1. Untuk mengetahui hasil belajar produktif siswa kelas XII SMK Busana di Kota

Yogyakarta tahun pelajaran 2018/2019.

2. Untuk Mengetahui minat berwirausaha siswa kelas XII SMK Busana di Kota

Yogyakarta tahun pelajaran 2018/2019.

3. Untuk mengetahui pengaruh hasil belajar produktif terhadap minat berwirausaha

siswa kelas XII SMK Busana di Kota Yogyakarta tahun pelajaran 2018/2019.

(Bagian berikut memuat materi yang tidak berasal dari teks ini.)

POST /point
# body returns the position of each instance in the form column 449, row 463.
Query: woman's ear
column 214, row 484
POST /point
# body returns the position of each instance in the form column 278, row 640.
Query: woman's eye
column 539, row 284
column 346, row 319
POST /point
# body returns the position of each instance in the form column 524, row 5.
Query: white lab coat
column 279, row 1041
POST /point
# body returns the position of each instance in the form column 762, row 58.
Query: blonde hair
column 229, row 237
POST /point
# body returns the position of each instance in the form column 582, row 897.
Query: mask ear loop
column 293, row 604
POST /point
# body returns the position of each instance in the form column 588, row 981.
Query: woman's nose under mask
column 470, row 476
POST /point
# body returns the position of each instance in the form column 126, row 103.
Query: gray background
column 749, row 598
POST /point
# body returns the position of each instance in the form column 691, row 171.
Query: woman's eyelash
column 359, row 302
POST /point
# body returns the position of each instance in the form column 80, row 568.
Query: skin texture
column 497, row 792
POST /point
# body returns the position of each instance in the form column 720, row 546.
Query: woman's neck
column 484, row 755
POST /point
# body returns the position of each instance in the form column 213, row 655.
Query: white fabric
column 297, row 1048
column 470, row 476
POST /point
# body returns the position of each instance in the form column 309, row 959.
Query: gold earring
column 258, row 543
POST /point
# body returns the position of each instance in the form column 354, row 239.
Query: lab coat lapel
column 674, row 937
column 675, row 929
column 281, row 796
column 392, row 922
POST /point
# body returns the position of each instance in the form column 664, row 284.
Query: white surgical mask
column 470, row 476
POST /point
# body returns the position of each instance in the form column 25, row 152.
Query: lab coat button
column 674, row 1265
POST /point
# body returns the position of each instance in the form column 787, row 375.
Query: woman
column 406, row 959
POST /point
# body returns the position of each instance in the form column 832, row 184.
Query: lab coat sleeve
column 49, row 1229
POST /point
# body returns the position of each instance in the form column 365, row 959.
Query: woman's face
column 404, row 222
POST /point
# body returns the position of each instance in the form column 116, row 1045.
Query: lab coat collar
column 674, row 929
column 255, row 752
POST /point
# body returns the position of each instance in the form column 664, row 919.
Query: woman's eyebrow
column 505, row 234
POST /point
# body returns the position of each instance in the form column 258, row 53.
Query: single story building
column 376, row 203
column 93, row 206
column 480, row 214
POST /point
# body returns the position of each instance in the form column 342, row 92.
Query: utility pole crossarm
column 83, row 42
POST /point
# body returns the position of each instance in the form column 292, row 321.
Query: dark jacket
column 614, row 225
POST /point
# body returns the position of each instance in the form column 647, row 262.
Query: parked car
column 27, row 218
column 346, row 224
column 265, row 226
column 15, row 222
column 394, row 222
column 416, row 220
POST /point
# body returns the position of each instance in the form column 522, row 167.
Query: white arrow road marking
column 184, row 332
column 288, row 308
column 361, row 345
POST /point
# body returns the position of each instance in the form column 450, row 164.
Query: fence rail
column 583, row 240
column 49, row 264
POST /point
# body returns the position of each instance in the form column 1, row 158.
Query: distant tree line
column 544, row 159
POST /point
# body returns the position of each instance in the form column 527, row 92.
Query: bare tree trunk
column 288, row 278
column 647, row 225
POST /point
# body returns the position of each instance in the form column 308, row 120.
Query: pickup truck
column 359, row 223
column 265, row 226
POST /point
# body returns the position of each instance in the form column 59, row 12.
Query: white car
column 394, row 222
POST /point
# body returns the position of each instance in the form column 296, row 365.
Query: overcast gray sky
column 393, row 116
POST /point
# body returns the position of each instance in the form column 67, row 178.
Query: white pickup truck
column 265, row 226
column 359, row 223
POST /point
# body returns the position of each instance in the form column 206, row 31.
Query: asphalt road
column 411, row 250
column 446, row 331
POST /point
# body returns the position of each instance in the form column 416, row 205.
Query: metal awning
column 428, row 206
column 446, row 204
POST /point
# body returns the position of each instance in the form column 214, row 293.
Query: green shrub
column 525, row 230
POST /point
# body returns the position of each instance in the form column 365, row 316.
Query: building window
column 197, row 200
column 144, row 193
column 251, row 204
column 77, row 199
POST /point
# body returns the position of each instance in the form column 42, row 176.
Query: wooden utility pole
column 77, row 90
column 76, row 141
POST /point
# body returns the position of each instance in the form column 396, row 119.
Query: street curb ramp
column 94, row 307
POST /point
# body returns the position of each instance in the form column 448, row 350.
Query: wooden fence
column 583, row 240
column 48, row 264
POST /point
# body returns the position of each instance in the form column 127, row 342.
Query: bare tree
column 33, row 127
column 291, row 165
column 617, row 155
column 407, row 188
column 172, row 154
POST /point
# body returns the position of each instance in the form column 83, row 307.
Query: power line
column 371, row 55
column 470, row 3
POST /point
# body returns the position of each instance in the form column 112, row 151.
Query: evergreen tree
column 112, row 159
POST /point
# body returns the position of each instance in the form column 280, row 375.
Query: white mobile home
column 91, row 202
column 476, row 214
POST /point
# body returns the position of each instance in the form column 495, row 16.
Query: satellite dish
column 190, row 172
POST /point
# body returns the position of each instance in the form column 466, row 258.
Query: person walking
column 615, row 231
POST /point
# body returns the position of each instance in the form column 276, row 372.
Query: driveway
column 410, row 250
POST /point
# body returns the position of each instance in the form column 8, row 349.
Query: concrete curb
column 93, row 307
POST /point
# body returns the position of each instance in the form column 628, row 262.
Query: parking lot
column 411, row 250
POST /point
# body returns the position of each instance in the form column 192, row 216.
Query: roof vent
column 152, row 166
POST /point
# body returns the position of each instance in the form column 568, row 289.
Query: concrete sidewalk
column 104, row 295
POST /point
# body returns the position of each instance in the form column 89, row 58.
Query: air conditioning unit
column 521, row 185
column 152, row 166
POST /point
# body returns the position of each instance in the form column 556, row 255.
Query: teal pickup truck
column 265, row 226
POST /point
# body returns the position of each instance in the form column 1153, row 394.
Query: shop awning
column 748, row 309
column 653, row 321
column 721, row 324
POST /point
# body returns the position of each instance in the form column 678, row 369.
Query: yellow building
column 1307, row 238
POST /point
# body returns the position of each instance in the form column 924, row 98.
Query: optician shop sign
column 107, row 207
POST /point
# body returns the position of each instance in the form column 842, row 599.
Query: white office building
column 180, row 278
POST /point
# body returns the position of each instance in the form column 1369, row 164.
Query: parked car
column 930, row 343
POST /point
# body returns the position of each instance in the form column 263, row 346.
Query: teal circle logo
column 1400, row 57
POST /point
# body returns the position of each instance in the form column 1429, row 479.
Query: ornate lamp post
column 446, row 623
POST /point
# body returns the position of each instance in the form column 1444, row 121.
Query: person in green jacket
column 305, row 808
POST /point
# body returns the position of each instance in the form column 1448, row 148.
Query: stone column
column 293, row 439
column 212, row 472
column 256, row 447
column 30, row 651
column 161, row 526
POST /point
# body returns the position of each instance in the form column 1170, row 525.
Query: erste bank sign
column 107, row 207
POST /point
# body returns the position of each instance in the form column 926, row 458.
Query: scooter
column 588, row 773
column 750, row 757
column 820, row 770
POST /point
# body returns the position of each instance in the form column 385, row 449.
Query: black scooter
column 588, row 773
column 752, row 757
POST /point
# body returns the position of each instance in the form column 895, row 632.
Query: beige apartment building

4. Untuk mengetahui seberapa besar pengaruh hasil belajar yerhadap minat

berwirausaha siswa kelas XII SMK busana di Kota Yogyakarta tahun pelajaran

2018/2019..

F. Manfaat Penelitiaan

Adapun manfaat yang diharapkan melalui kegiatan penelitiaan ini sebagai

berikut:

1. Manfaat teoritis

Penelitian ini diharapkan dapat memperkaya khasanah ilmu pengetahuan

dan juga dapat dijadikan rujukan bagi penelitian sejenis yang akan dilakukan

selanjutnya, khususnya dalam bidang pengajaran kewirausahaan.


2. Manfaat praktis

Penelitian ini diharapkan dapat memberikan sumbangan pemikiran bagi

pihak-pihak terkait diantaranya sebagai berikut:

a. Bagi Sekolah dan guru

Penelitian ini diharapkan dapat digunakan sebagai bahan pertimbangan

terhadap masalah-masalah yang dapat mempengaruhi minat berwirausaha

bidang busana.

b. Bagi siswa

Penelitian ini dapat memberi masukan tentang pentingnya hasil belajar

bidang busana untuk menumbuhkan minat berwirausaha bidang busana

pada siswa.

c. Bagi Peneliti

Hasil penelitian ini dapat menjadi gambaran bagi peneliti dalam hal

kewierausahaan busana, sehingga nantinya dapat dijadikan sebagai bahan

referensi yang digunakan untuk pembelajaran ketika mengajar di SMK.